Generally speaking there are two major ways to add configuration for use in Beach:

  • through environment variables and setting them as instance variables
  • through settings files checked in with the code

Both approaches can of course be combined as you need.

Using environment variables

When you have something that you need to configure per instance or do not want to check in with the code into your VCS (e.g. credentials for something), you can define an instance variable and read that in your settings file from an environment variable.

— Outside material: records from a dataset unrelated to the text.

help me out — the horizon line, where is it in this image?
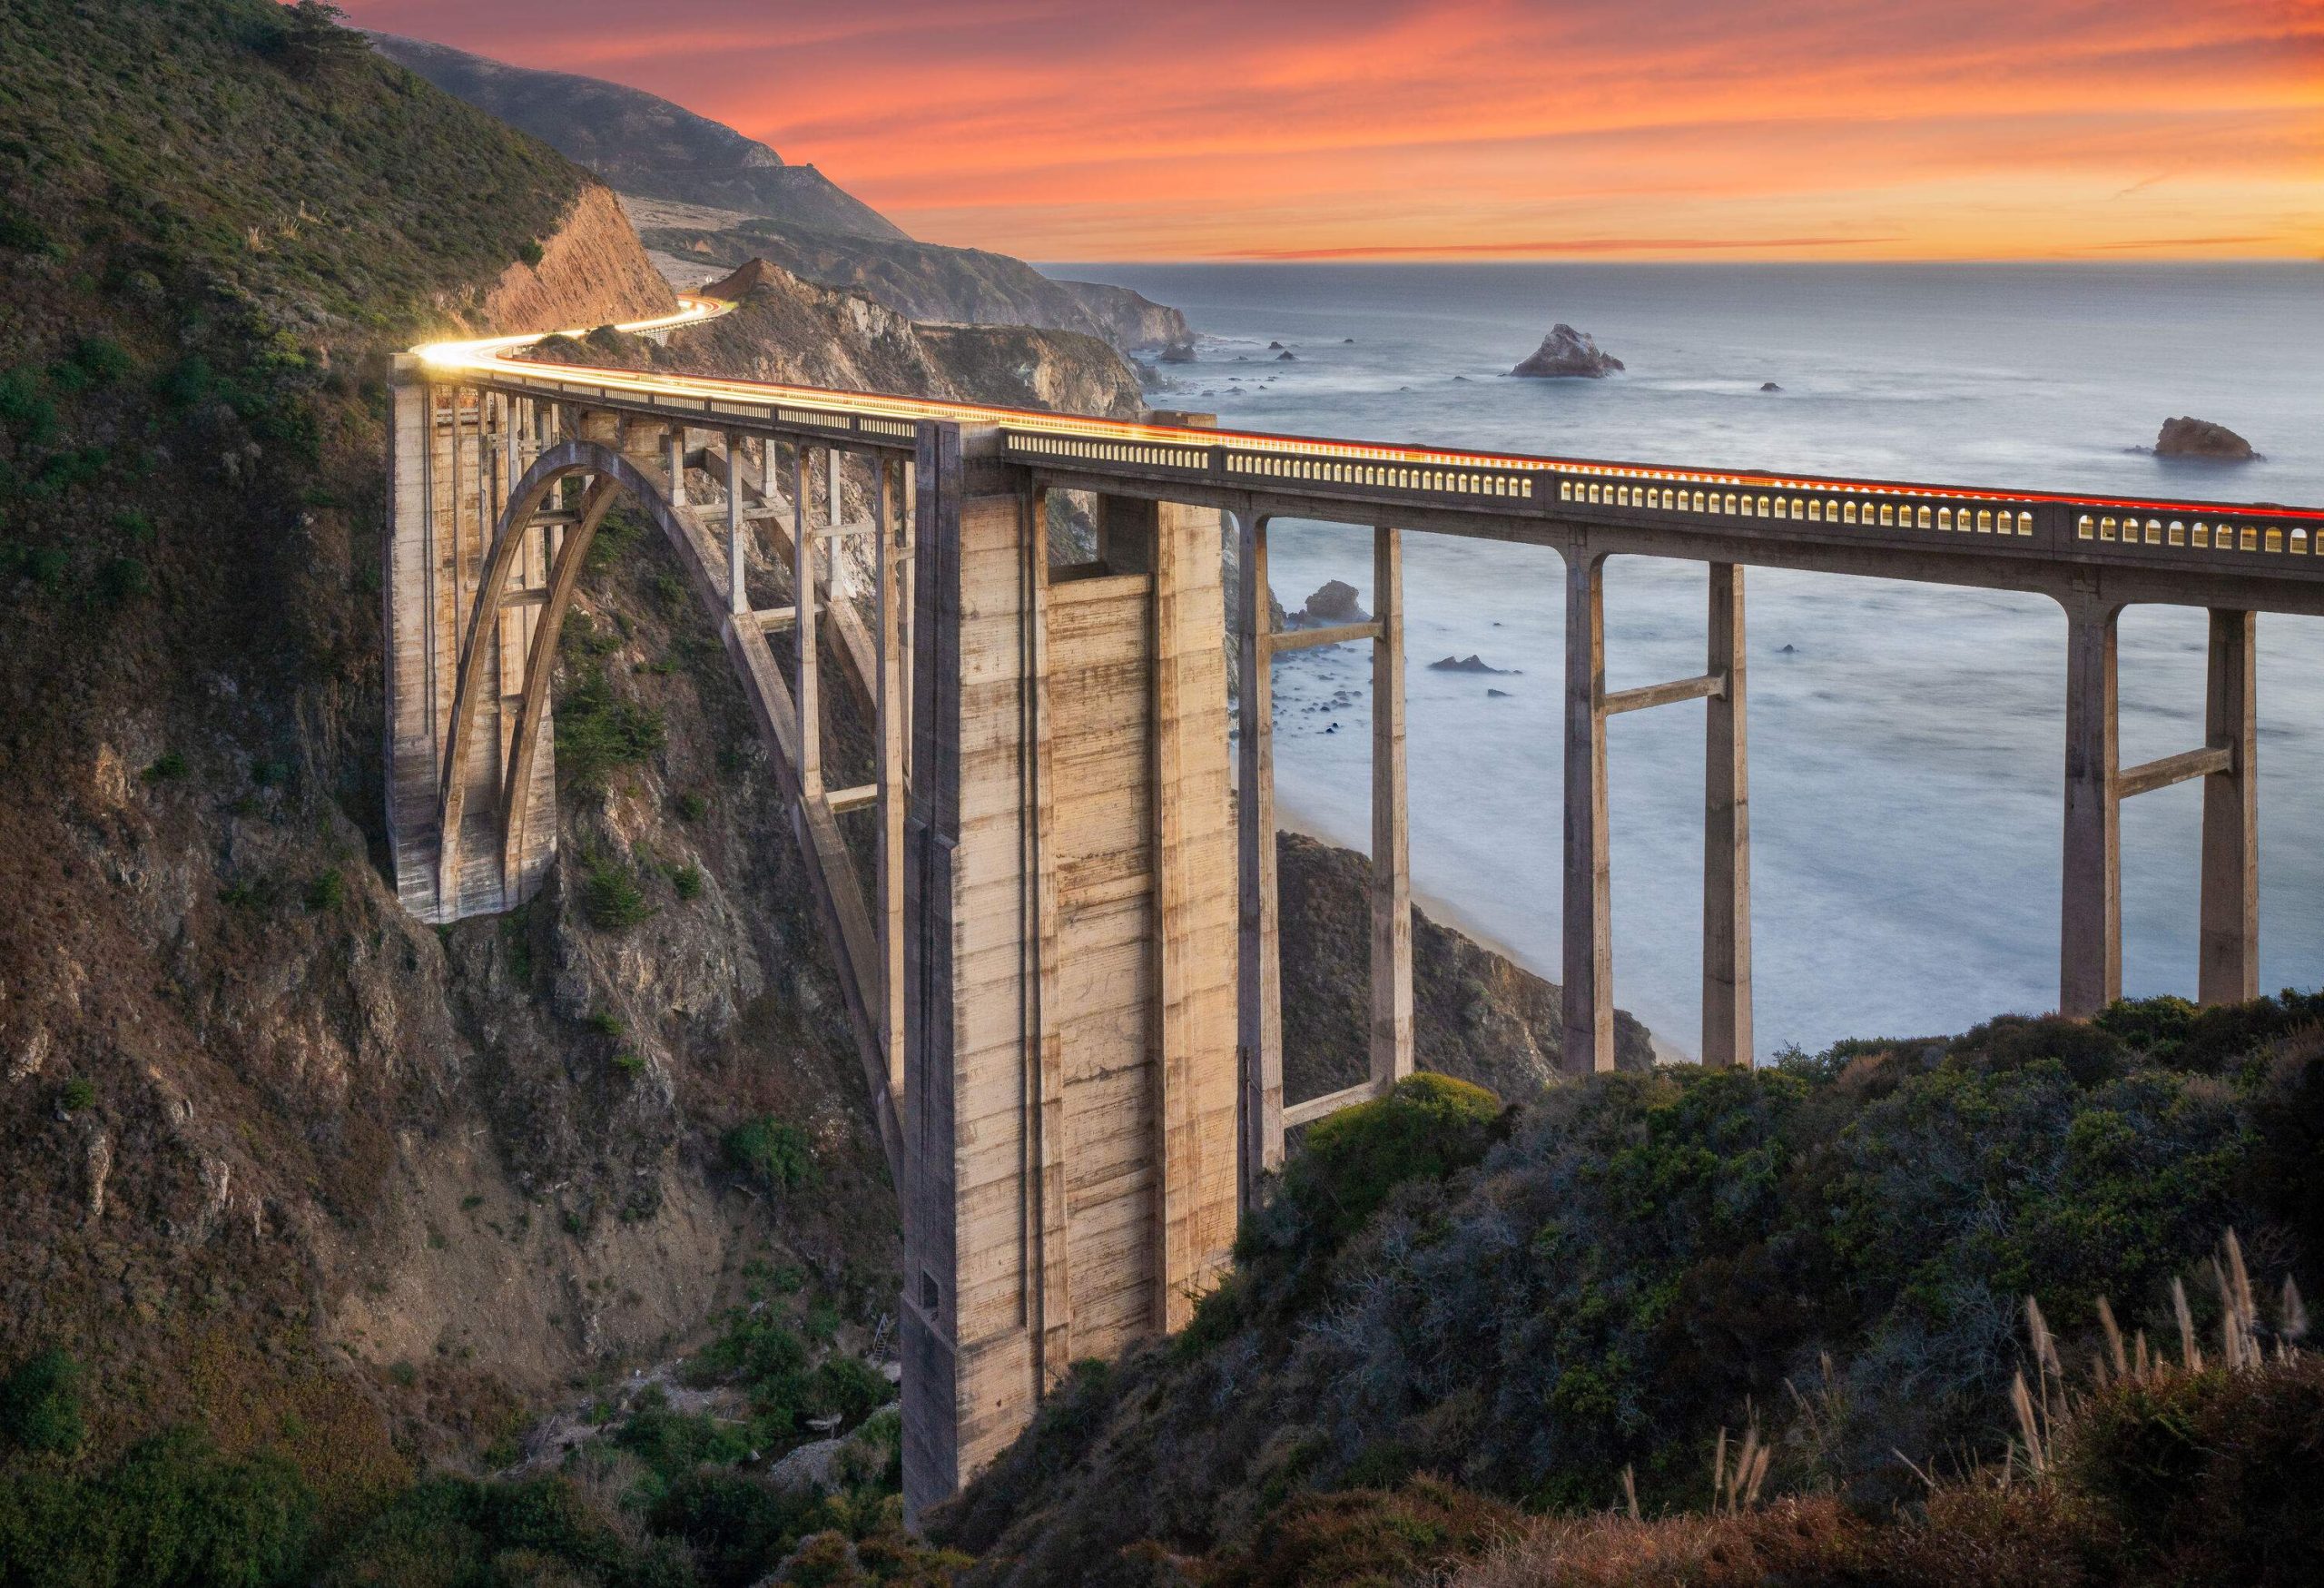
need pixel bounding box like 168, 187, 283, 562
1029, 252, 2324, 268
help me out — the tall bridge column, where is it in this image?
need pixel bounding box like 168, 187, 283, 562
1702, 564, 1753, 1068
2200, 609, 2258, 1004
2059, 598, 2122, 1018
901, 427, 1238, 1519
1236, 513, 1284, 1208
1370, 528, 1415, 1092
2060, 599, 2260, 1018
1562, 549, 1614, 1072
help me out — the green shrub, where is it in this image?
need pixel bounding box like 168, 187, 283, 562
670, 863, 704, 902
303, 868, 344, 912
675, 791, 708, 823
97, 554, 151, 603
807, 1357, 894, 1431
0, 212, 49, 252
556, 664, 665, 794
70, 335, 136, 387
612, 1051, 647, 1079
517, 238, 546, 269
312, 1473, 636, 1588
648, 1468, 823, 1588
1268, 1072, 1502, 1256
143, 750, 188, 783
2062, 1355, 2324, 1587
0, 369, 56, 445
0, 1427, 315, 1587
585, 1011, 625, 1038
0, 1348, 84, 1455
580, 856, 653, 932
724, 1116, 813, 1192
696, 1313, 812, 1424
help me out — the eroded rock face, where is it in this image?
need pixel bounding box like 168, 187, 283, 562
478, 183, 675, 335
1274, 832, 1654, 1100
1511, 323, 1624, 378
2155, 416, 2257, 459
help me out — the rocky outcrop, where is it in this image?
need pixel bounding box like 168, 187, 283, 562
1055, 279, 1193, 351
478, 183, 675, 334
635, 223, 1192, 355
2154, 416, 2257, 459
1511, 323, 1624, 378
556, 259, 1147, 420
370, 34, 907, 240
1295, 580, 1368, 625
1275, 832, 1653, 1102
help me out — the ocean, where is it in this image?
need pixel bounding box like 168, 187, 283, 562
1041, 262, 2324, 1057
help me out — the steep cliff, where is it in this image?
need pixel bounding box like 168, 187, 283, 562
476, 182, 675, 332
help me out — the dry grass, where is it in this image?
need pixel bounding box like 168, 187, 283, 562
1447, 1489, 2088, 1588
1452, 1230, 2318, 1588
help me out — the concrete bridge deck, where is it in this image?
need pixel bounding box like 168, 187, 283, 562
392, 297, 2322, 1516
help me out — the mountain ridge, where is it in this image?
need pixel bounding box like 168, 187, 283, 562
366, 31, 1193, 356
369, 32, 910, 242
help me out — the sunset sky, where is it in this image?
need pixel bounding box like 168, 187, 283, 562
342, 0, 2323, 261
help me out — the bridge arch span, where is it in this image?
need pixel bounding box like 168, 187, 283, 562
431, 439, 659, 912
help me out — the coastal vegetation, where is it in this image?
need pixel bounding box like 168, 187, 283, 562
934, 994, 2324, 1584
5, 993, 2316, 1583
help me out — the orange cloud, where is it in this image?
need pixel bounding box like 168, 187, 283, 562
345, 0, 2324, 259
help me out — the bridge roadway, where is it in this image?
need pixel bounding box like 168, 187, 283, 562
399, 298, 2323, 1514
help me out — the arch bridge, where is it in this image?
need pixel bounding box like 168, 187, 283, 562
386, 300, 2324, 1516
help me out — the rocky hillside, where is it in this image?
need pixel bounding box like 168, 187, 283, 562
537, 257, 1147, 420
369, 32, 907, 242
363, 30, 1191, 356
639, 214, 1190, 355
0, 0, 879, 1488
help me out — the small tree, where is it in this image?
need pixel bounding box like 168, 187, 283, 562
0, 1348, 85, 1455
276, 2, 369, 77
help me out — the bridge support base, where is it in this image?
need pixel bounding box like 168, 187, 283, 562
901, 431, 1239, 1520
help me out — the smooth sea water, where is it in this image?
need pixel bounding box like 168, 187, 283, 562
1044, 263, 2324, 1057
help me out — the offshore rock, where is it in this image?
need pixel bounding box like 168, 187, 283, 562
1296, 580, 1368, 626
2154, 416, 2257, 460
1511, 323, 1624, 378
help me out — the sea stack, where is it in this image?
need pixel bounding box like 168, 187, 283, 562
1510, 323, 1624, 378
2154, 416, 2256, 460
1296, 579, 1368, 626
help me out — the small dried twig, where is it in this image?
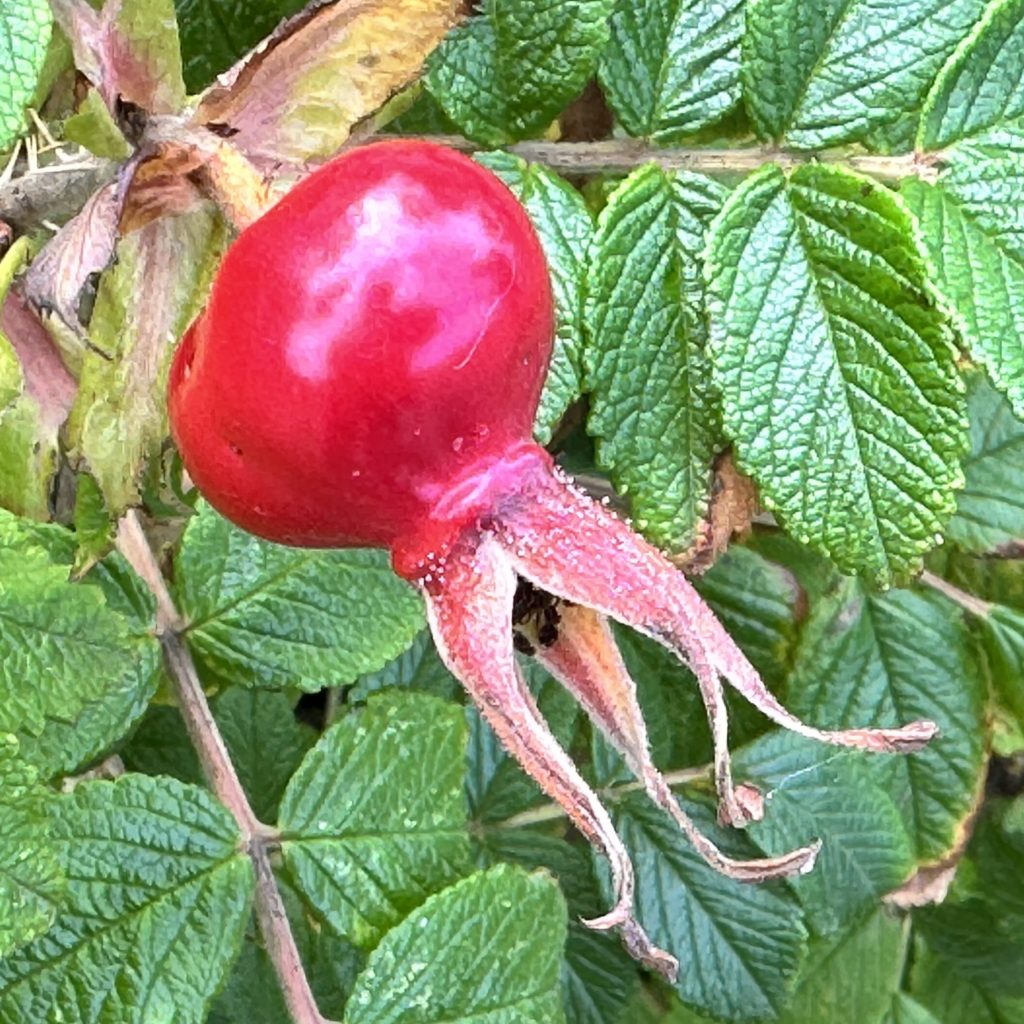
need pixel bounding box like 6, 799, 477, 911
920, 569, 994, 618
115, 511, 334, 1024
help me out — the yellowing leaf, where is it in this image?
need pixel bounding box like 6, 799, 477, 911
194, 0, 459, 167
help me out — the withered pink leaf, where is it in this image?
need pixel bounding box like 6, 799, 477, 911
193, 0, 460, 168
49, 0, 186, 115
22, 178, 126, 331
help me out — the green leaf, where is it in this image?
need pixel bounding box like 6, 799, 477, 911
789, 583, 986, 860
978, 604, 1024, 738
705, 163, 967, 584
0, 775, 253, 1024
742, 0, 988, 149
0, 545, 160, 777
919, 0, 1024, 149
427, 0, 615, 145
888, 995, 945, 1024
278, 692, 470, 948
475, 151, 593, 442
69, 206, 226, 514
611, 793, 807, 1021
344, 865, 567, 1024
173, 0, 306, 93
0, 0, 51, 151
63, 87, 132, 159
585, 165, 727, 552
210, 688, 314, 822
349, 629, 461, 704
599, 0, 743, 142
735, 732, 914, 934
0, 735, 63, 958
175, 501, 424, 691
774, 909, 906, 1024
942, 371, 1024, 553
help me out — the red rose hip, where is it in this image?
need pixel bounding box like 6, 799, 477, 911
169, 139, 937, 979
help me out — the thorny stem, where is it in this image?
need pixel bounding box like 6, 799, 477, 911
115, 511, 333, 1024
496, 765, 712, 829
920, 569, 994, 618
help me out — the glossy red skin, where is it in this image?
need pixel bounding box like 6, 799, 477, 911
169, 141, 555, 576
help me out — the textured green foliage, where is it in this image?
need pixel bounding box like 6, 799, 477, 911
0, 736, 63, 959
585, 165, 726, 552
0, 542, 159, 777
476, 151, 593, 441
344, 865, 567, 1024
279, 692, 470, 948
427, 0, 615, 144
736, 733, 914, 934
599, 0, 743, 142
706, 163, 967, 583
612, 794, 807, 1020
175, 501, 424, 690
0, 775, 253, 1023
944, 372, 1024, 553
742, 0, 987, 149
906, 4, 1024, 420
0, 0, 51, 150
790, 583, 986, 860
174, 0, 306, 92
349, 629, 461, 703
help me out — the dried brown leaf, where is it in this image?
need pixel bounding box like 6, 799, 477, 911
21, 177, 127, 330
194, 0, 460, 168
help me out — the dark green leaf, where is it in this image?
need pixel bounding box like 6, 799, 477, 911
343, 865, 567, 1024
585, 165, 726, 552
0, 735, 63, 958
706, 163, 966, 584
599, 0, 743, 142
427, 0, 615, 144
0, 775, 253, 1024
278, 692, 470, 948
742, 0, 988, 148
942, 371, 1024, 553
476, 151, 593, 442
348, 629, 461, 704
611, 793, 807, 1021
789, 583, 986, 860
175, 501, 424, 691
735, 732, 914, 934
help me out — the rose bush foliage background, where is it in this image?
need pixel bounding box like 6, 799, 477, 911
1, 1, 1023, 1022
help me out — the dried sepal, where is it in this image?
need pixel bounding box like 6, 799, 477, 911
423, 533, 678, 980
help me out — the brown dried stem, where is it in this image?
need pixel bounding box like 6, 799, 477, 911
115, 510, 334, 1024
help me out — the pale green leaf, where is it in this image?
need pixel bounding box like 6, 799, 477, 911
611, 793, 807, 1020
705, 163, 967, 583
175, 501, 424, 691
69, 206, 226, 514
789, 583, 986, 859
0, 0, 51, 151
427, 0, 615, 144
775, 910, 906, 1024
278, 692, 470, 948
735, 732, 914, 934
585, 165, 727, 552
0, 735, 63, 959
599, 0, 743, 142
742, 0, 988, 149
0, 775, 253, 1024
475, 151, 593, 442
343, 865, 567, 1024
888, 994, 945, 1024
0, 545, 160, 777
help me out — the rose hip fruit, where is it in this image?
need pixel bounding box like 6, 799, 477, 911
169, 139, 937, 979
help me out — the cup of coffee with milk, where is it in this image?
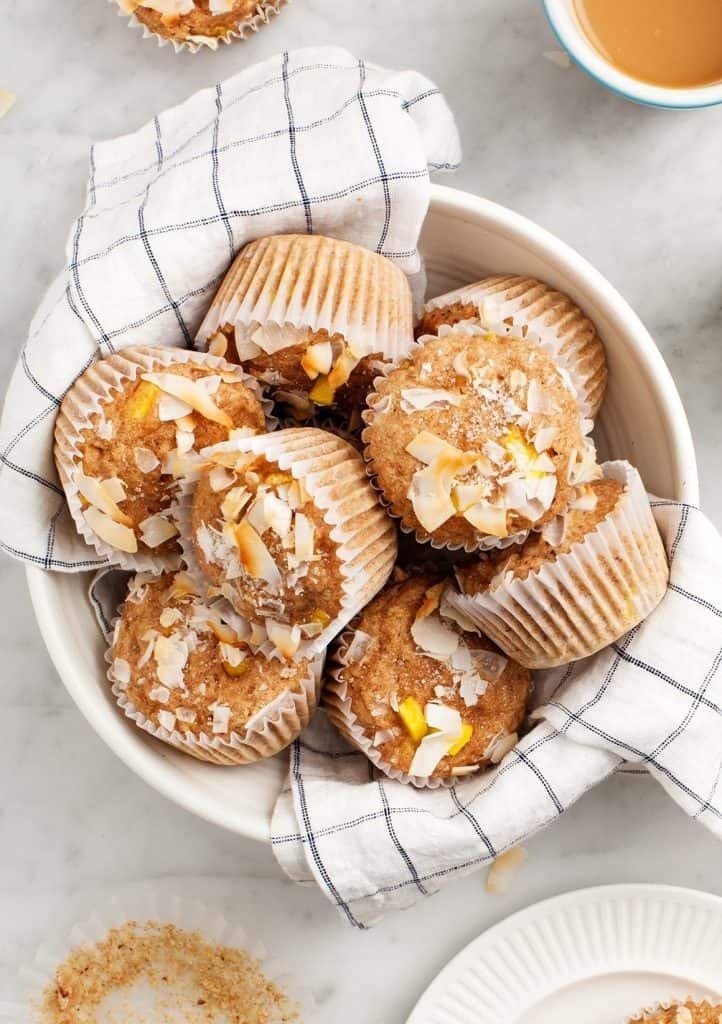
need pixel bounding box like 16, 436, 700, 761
543, 0, 722, 108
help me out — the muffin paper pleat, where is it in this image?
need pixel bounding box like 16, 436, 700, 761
446, 460, 669, 668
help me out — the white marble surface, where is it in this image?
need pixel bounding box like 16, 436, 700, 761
2, 0, 722, 1017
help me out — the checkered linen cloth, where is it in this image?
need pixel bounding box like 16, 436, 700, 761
0, 45, 460, 569
271, 499, 722, 927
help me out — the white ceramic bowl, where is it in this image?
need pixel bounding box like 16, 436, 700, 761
26, 184, 699, 844
543, 0, 722, 109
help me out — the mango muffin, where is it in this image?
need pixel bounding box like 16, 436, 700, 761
324, 575, 532, 785
54, 346, 268, 571
363, 322, 595, 552
630, 1001, 722, 1023
109, 570, 322, 764
183, 427, 398, 659
448, 461, 669, 668
417, 274, 608, 419
116, 0, 285, 51
196, 234, 414, 413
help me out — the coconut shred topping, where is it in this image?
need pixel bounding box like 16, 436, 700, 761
398, 345, 596, 537
195, 447, 334, 659
75, 367, 257, 555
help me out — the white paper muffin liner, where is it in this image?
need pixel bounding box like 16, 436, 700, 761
175, 427, 398, 659
0, 880, 312, 1023
196, 233, 415, 369
322, 624, 455, 789
111, 0, 288, 54
54, 345, 274, 575
107, 598, 324, 765
446, 460, 669, 669
424, 275, 608, 420
361, 321, 566, 555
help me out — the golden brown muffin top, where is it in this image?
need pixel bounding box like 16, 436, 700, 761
364, 328, 592, 549
191, 451, 345, 647
111, 571, 314, 740
72, 357, 265, 559
332, 575, 531, 779
127, 0, 266, 42
457, 476, 624, 593
631, 1001, 722, 1023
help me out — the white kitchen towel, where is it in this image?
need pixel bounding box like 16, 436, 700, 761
0, 45, 460, 570
271, 498, 722, 927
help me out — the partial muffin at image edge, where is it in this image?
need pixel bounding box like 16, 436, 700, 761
323, 573, 532, 786
629, 1000, 722, 1023
115, 0, 288, 52
108, 570, 323, 764
53, 345, 270, 573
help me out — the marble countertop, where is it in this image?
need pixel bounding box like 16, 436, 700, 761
2, 1, 722, 1018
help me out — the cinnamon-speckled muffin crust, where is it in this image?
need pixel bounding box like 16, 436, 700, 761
327, 575, 531, 779
364, 327, 592, 549
111, 572, 316, 742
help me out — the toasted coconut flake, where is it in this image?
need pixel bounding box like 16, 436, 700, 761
425, 701, 462, 734
176, 707, 197, 724
293, 512, 315, 562
153, 634, 188, 688
168, 571, 198, 601
266, 619, 302, 659
84, 506, 137, 553
142, 372, 233, 429
0, 89, 16, 120
570, 486, 599, 512
221, 486, 251, 523
159, 607, 184, 629
533, 425, 558, 451
344, 630, 375, 665
408, 462, 457, 533
157, 709, 177, 732
416, 581, 445, 620
264, 491, 292, 539
219, 642, 246, 668
409, 731, 455, 777
463, 503, 508, 536
97, 419, 114, 441
541, 515, 566, 547
157, 393, 193, 422
411, 611, 459, 659
527, 378, 553, 414
406, 431, 456, 466
233, 520, 281, 585
139, 515, 178, 548
75, 472, 132, 526
483, 731, 518, 764
176, 428, 195, 455
373, 729, 398, 747
207, 330, 229, 358
134, 447, 160, 474
209, 465, 235, 493
211, 703, 232, 734
453, 351, 470, 380
400, 388, 463, 413
112, 658, 131, 685
148, 685, 170, 704
486, 846, 528, 894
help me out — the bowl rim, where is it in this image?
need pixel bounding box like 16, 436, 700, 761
27, 182, 700, 844
542, 0, 722, 109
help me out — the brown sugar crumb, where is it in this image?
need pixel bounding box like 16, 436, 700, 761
631, 1001, 722, 1023
38, 920, 299, 1024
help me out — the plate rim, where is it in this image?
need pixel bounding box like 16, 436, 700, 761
405, 882, 722, 1023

Here is an example, where the settings file uses a variable named API_KEY that is set as an instance variable:

    accessKey: '%env:API_KEY%'
The Beach UI showing the editing of an instance variable named API_KEY.

Using settings files

Of course you can check in configuration files with your code. The only thing you need to keep in mind: Beach itself provides some default settings (for the database) in a file that is automatically generated when building your project's container. Here is how it works:

  • Configuration/Production/Settings.yaml can be used as you like to provide settings for the Production context in general.
  • Configuration/Production/Beach/Settings.yaml is written by Beach, whatever you put there will simply disappear in the deployed instance.
  • Configuration/Production/Beach/Instance/Settings.yaml is what the instance will use, if it exists. It can thus be used to provide settings specifically for Beach.

Using a custom sub-context

In case you have extensive settings you need to differentiate between instances, you can set the BEACH_FLOW_SUB_CONTEXT instance variable to override the default Instance sub-context. That way you can have larger blocks of settings per instance.